Import-Steel Group Loses Tariff Legal Challenge

Ford estimates the various steel and aluminum tariffs increased its costs by $2 billion.

Joseph Szczesny

June 24, 2020

2 Min Read
steel making
AIIS members say they have been forced to pay more than $4.5 billion in steel tariffs imposed by the Trump Admin. in 2018.Getty Images

In declining to hear a case, the U.S Supreme Court upholds Presidential authority in setting tariff trade policy by using a provision dating to the Cold War but has affected the automotive industry in recent years.

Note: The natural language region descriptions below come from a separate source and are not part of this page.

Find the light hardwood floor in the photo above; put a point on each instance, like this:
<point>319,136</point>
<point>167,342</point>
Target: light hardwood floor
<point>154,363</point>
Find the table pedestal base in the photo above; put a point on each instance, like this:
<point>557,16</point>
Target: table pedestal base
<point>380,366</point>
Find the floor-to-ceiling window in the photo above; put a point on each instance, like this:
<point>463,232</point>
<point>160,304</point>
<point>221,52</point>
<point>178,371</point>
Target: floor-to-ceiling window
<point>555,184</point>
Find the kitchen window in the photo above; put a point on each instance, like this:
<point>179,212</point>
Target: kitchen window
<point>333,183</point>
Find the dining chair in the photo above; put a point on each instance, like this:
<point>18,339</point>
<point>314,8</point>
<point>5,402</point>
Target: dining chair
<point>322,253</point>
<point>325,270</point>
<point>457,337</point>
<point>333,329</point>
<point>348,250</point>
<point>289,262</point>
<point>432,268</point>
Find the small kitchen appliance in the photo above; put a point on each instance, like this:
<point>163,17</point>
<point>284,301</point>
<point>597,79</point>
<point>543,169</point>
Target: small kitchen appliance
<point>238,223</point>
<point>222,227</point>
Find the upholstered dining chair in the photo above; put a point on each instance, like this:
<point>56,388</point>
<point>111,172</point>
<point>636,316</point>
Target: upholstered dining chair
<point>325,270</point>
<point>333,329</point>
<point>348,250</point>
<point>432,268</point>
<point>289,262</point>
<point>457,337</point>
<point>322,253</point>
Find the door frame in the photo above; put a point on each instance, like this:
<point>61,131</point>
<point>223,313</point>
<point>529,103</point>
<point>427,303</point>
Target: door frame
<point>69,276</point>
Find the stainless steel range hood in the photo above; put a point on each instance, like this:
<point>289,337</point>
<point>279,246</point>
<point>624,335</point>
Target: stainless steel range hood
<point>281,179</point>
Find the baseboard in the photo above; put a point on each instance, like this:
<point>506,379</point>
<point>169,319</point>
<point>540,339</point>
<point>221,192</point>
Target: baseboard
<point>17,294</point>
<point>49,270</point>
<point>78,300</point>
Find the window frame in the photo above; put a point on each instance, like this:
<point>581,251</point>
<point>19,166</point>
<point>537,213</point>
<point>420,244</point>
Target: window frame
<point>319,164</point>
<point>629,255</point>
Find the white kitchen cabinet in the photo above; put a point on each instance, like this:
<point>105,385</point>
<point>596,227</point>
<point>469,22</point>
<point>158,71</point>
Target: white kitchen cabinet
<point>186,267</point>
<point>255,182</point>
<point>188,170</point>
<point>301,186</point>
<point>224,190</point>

The American Institute for International Steel initiated legal action on behalf of its 120 members who purchase steel from producers in Asia and Europe and resell it to end users in the U.S.

AIIS members say they were forced to pay more than $4.5 billion in tariffs imposed by the Trump Admin. in 2018 using section 232 of the Trade Expansion Act of 1962.

The trade group argues that section 232, which gives the President the right to impose tariffs to protect national security, is unconstitutional because it delegates the authority to the President in violation of Article 1, Section 1 of the U.S. Constitution of separation of powers. The power is supposed to reside with Congress, according to AIIS lawyers.

The tariffs raised the cost of imported steel. For example, Ford estimates the various steel and aluminum tariffs increased its costs by $2 billion.

The Trump Admin. is using section 232 authority to threaten European carmakers with higher tariffs.

The trade association failed to win the votes of four justices, the minimum required for the court to agree to hear a case in full and leaving the President’s sweeping power to impose tariffs on national security grounds intact even though it was hardly ever used since the 1970s as globalization kicked in.

The Supreme Court refusal to hear the case is a win for American steel producers, which have had substantial influence in shaping the administration’s trade policy. Robert Lighthizer, the current U.S. Trade Representative, is close to U.S. steelmakers with whom he has worked since the 1980s.

Thomas J. Gibson, president and CEO of the American Iron and Steel Institute, says the steel importers’ lawsuit “was a weak attempt to mask the fact that surging foreign imports have severely impacted the domestic steel industry and threaten our national and economic security.”

Meanwhile, the political website Politico speculates that even after the Supreme Court ruling there is relatively little interest among either Democrats or Republicans to revise the 1962 law and rewrite section 232 so as to limit the President’s power to impose tariffs.